A Real Example: The RotaShield Vaccine

One of the clearest examples of VAERS working as intended involves RotaShield, a rotavirus vaccine licensed in August 1998. Soon after it hit the market, VAERS reports began showing cases of intussusception, a painful condition where part of the intestine folds into itself, in infants who had recently received the vaccine. The CDC moved quickly, suspending use of the vaccine and launching two emergency investigations. By October 1999, the advisory committee withdrew its recommendation, and the manufacturer pulled RotaShield from the market voluntarily. The entire process, from the first reports to withdrawal, took roughly 14 months.

Why VAERS Cannot Prove Cause and Effect

This is the single most important thing to understand about VAERS, and the point most often misunderstood. The system’s own data guide states it plainly: “No cause-and-effect relationship has been established” for any reported event. A VAERS report confirms only that a health problem happened sometime after a vaccination. It does not confirm the vaccine caused it.

Think of it this way. Millions of people get vaccinated every year. Some of those people will, by pure coincidence, develop an unrelated health issue in the days or weeks that follow. They might have a heart attack, get diagnosed with a new condition, or experience a seizure that was going to happen regardless. Because VAERS accepts all reports without judging whether the vaccine played any role, these coincidental events end up in the database alongside events that may genuinely be vaccine-related.

The biggest structural limitation of passive surveillance is the missing denominator. VAERS knows how many reports came in, but it doesn’t know the total number of people who were vaccinated without incident. Without that denominator, you can’t calculate a true rate of any given problem. Active surveillance systems do have that denominator, which is why they’re used to follow up on VAERS signals.

Reports can also be incomplete, contain errors, or reflect events that were never medically verified. Because anyone can file a report with no documentation required, the quality of individual entries varies widely.

Accessing VAERS Data

VAERS data is publicly available and searchable through the CDC’s WONDER database at wonder.cdc.gov. The database contains reports going back to 1990. In May 2025, the CDC and FDA expanded public access to provide more detailed information for all reported events. You can search by vaccine type, reported symptom, age group, and other filters. You can also look up a specific report by its VAERS ID number. The CDC provides both written instructions and video tutorials on its YouTube channel for navigating the system.

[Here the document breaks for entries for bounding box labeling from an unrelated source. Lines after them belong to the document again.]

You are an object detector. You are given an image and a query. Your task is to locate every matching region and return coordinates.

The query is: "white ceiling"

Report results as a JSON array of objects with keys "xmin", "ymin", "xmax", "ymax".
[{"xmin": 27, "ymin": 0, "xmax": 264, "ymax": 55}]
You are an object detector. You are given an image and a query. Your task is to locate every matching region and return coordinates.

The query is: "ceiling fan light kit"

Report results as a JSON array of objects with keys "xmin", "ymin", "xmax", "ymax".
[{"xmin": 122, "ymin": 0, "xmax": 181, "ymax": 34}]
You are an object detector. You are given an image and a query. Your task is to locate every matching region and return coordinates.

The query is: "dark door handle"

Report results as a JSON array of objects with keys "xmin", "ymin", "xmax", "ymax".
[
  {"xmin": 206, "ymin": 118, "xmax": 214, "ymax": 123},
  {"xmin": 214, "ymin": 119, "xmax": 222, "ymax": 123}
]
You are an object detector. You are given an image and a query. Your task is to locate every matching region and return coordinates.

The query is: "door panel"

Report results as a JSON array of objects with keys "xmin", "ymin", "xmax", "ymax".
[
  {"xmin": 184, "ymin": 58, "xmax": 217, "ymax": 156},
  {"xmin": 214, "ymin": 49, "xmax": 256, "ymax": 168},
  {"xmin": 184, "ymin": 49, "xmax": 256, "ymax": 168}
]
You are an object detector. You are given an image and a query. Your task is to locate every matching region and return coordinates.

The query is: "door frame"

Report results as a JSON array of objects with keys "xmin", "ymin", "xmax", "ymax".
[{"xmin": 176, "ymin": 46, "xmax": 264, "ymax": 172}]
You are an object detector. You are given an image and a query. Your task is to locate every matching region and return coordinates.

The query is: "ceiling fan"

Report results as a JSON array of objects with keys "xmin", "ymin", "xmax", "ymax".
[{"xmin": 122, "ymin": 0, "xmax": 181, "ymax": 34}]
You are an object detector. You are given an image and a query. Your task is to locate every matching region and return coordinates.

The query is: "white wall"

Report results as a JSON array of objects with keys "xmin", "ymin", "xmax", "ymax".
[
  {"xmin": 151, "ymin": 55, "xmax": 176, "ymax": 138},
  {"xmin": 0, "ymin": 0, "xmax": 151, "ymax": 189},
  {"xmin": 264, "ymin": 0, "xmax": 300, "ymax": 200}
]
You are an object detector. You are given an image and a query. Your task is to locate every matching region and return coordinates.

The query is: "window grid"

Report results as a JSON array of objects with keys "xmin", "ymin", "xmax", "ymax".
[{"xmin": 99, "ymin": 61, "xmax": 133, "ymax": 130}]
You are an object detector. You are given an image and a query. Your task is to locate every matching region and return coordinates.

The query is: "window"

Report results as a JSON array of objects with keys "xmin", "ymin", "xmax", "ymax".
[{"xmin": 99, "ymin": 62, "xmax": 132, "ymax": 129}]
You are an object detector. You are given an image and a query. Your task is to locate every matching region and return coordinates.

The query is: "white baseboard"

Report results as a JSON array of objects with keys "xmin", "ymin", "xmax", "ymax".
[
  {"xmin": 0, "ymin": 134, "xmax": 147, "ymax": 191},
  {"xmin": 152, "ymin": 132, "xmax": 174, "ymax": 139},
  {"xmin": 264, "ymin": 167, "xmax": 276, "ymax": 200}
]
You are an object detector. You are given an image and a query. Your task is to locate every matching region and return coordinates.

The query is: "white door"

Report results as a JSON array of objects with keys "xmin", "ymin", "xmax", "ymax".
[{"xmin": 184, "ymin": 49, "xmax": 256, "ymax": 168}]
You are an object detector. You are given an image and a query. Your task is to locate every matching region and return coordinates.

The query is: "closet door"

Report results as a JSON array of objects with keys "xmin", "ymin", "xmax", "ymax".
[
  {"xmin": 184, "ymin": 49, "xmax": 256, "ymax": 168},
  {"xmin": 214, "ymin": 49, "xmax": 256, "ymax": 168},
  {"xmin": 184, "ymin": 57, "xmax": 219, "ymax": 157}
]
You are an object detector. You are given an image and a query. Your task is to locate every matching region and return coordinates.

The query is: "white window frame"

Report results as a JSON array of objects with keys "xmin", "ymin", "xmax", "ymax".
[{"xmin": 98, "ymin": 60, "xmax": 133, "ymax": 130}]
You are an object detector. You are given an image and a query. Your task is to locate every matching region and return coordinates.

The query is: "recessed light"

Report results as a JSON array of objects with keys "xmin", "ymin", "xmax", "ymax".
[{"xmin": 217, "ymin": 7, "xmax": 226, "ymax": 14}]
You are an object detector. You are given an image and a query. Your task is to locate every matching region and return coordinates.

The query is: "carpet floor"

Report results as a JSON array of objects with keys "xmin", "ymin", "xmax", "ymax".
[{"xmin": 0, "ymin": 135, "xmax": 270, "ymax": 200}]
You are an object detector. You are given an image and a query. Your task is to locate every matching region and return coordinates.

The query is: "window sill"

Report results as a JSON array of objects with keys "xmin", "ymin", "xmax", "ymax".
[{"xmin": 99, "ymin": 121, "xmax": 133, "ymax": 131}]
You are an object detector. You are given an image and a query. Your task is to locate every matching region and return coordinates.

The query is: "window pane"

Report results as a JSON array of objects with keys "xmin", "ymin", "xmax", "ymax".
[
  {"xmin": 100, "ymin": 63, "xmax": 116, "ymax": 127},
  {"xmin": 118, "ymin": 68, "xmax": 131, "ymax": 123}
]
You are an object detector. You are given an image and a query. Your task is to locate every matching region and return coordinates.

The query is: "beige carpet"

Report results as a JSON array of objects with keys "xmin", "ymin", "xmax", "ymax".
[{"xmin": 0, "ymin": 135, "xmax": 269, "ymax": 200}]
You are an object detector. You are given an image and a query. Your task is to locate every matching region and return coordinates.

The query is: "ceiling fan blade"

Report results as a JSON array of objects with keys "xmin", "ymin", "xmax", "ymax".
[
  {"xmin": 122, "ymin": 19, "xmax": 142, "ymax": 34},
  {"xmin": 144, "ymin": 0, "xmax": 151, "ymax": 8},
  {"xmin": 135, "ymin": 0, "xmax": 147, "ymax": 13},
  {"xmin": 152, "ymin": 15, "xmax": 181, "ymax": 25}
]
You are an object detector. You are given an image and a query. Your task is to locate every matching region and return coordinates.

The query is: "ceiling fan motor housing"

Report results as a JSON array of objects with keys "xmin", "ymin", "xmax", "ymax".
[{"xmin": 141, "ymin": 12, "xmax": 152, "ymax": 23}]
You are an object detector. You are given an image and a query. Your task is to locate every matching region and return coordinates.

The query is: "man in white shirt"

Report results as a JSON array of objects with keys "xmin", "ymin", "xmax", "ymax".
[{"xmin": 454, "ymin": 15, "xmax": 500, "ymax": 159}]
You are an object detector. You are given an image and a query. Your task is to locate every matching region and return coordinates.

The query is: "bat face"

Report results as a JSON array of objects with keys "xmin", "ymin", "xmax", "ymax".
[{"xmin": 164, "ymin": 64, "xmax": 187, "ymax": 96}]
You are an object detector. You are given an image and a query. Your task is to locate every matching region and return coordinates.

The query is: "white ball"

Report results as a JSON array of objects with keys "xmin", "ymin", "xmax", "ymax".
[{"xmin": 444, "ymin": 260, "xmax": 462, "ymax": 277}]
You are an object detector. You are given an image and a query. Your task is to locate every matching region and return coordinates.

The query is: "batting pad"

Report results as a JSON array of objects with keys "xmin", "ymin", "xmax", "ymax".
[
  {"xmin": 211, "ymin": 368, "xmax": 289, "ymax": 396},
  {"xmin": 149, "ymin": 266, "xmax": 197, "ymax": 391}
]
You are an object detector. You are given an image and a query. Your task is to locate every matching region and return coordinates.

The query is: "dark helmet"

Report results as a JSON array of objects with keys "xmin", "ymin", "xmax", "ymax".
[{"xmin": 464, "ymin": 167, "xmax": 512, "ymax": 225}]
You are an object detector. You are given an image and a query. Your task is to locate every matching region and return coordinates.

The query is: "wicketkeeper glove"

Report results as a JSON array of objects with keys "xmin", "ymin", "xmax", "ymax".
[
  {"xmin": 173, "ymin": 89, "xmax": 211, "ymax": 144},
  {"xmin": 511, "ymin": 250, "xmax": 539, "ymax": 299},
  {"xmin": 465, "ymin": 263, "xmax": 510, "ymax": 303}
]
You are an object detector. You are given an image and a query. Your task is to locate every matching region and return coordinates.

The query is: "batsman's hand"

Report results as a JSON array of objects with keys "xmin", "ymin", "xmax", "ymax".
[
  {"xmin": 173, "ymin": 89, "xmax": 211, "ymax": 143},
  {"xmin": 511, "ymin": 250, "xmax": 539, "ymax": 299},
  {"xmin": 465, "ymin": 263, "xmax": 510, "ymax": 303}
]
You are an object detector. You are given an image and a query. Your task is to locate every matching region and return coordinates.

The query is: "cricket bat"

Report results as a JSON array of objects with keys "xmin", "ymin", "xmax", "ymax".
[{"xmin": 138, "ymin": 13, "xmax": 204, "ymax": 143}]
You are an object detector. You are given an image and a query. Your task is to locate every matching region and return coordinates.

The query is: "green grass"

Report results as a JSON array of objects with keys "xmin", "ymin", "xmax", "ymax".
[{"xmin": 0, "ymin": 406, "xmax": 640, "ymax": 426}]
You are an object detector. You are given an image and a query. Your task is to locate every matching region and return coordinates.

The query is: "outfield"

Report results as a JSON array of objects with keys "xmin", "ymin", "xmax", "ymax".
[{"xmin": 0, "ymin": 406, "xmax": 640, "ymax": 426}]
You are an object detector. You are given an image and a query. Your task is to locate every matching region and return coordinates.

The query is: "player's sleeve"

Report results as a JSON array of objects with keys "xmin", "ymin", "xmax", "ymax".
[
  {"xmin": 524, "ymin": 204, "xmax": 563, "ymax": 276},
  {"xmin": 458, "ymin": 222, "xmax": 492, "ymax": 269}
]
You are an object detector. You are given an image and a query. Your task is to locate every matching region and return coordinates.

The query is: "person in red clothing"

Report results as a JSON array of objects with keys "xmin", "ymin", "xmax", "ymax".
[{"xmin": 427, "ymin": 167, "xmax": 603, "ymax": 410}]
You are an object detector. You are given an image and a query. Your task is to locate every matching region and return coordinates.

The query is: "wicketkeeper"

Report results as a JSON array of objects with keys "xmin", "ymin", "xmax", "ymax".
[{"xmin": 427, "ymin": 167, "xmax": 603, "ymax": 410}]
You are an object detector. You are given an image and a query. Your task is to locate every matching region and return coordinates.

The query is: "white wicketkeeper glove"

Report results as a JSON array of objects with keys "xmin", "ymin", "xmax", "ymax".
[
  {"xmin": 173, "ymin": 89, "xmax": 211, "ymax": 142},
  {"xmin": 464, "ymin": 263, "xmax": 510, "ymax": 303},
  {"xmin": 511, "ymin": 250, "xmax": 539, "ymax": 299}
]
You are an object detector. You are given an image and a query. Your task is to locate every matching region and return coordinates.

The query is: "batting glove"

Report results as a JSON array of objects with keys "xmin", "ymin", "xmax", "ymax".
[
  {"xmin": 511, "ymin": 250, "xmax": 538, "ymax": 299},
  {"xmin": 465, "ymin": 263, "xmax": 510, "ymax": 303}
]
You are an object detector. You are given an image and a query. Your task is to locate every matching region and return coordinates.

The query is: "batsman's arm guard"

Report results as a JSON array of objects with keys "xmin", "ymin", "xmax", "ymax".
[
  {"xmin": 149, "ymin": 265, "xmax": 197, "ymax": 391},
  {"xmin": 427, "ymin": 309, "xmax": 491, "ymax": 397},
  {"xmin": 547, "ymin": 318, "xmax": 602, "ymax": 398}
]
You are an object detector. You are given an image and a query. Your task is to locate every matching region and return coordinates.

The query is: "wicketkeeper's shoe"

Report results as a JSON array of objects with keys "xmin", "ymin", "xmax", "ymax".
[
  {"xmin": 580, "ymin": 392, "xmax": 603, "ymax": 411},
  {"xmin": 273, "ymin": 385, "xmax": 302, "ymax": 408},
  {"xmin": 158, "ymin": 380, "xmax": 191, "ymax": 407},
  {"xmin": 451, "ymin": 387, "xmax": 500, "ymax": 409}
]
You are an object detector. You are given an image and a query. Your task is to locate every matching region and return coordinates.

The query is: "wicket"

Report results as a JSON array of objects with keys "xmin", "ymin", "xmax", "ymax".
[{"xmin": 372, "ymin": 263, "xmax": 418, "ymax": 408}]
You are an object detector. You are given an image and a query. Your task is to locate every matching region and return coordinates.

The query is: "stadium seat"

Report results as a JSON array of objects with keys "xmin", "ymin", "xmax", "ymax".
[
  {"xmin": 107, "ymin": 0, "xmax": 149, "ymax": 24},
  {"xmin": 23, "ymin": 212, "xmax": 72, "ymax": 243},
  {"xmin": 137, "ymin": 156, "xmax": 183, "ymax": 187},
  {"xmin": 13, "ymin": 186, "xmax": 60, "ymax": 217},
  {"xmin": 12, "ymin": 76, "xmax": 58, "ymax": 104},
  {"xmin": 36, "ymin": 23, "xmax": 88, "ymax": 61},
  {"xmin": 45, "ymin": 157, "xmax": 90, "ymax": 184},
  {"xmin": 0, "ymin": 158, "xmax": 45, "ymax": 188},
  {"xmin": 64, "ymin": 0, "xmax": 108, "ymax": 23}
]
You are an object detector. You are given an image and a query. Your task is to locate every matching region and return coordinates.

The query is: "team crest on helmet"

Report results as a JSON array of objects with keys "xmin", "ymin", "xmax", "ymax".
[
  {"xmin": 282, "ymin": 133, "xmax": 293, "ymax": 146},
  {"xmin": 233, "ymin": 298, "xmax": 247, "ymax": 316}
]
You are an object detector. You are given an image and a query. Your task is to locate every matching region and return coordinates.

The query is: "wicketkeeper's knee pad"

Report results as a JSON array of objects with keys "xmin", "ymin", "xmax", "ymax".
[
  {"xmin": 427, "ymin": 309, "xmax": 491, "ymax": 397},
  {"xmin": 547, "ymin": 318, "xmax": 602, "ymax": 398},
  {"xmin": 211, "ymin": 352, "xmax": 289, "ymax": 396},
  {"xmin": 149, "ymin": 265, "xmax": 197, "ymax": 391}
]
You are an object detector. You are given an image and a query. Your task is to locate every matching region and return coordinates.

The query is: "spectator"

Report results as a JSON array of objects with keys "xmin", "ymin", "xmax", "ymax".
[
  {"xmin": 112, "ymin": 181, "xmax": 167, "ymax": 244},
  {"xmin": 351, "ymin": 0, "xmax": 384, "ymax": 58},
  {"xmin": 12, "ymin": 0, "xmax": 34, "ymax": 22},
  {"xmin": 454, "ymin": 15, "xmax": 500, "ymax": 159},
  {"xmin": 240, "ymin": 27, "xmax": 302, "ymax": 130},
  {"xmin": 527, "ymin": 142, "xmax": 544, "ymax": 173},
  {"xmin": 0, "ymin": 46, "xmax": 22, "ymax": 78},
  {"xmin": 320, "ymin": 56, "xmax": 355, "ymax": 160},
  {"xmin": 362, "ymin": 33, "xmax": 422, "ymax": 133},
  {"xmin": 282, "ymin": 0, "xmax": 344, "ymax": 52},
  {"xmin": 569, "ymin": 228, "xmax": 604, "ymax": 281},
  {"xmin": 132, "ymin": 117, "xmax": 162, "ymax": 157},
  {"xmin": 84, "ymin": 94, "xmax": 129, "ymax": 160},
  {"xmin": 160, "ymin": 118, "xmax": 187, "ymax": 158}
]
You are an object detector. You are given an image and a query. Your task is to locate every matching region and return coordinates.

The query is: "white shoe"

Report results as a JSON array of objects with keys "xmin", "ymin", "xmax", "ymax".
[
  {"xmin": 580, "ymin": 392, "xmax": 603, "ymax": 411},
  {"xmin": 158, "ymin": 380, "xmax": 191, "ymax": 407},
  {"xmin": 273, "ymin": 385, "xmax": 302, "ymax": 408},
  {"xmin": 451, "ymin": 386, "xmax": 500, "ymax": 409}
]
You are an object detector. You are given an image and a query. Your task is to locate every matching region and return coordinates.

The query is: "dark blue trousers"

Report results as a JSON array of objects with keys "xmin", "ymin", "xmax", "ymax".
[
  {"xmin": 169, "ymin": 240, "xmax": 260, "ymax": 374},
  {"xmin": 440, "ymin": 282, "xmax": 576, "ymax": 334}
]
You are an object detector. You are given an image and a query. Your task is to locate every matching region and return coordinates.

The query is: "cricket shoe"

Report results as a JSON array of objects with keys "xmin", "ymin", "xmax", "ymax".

If you do explore the data, keep the limitations firmly in mind. Raw VAERS numbers, pulled without context, can be deeply misleading. A count of reports associated with a particular vaccine tells you how many people filed paperwork. It does not tell you how many people were actually harmed by that vaccine. Drawing conclusions from raw report counts is a common mistake, and it has fueled significant misinformation, particularly during periods of high vaccination volume when the total number of reports naturally rises alongside the number of doses given.

Where VAERS Fits in the Larger System

VAERS is not the only vaccine safety monitoring tool in the United States. It’s the front door, designed to detect early signals, but it works alongside several more precise systems. The Vaccine Safety Datalink uses electronic health records from multiple large healthcare organizations to run rapid, controlled analyses. The Clinical Immunization Safety Assessment Project connects the CDC with vaccine safety experts at medical research centers for in-depth clinical evaluations of individual cases.

Together, these systems form a layered approach. VAERS catches the initial hint that something might be off. The other systems determine whether that hint reflects a real safety issue or a statistical coincidence. No single system does the whole job on its own, and VAERS was never designed to be the final word on whether a vaccine is safe or dangerous. It’s the starting line, not the finish line.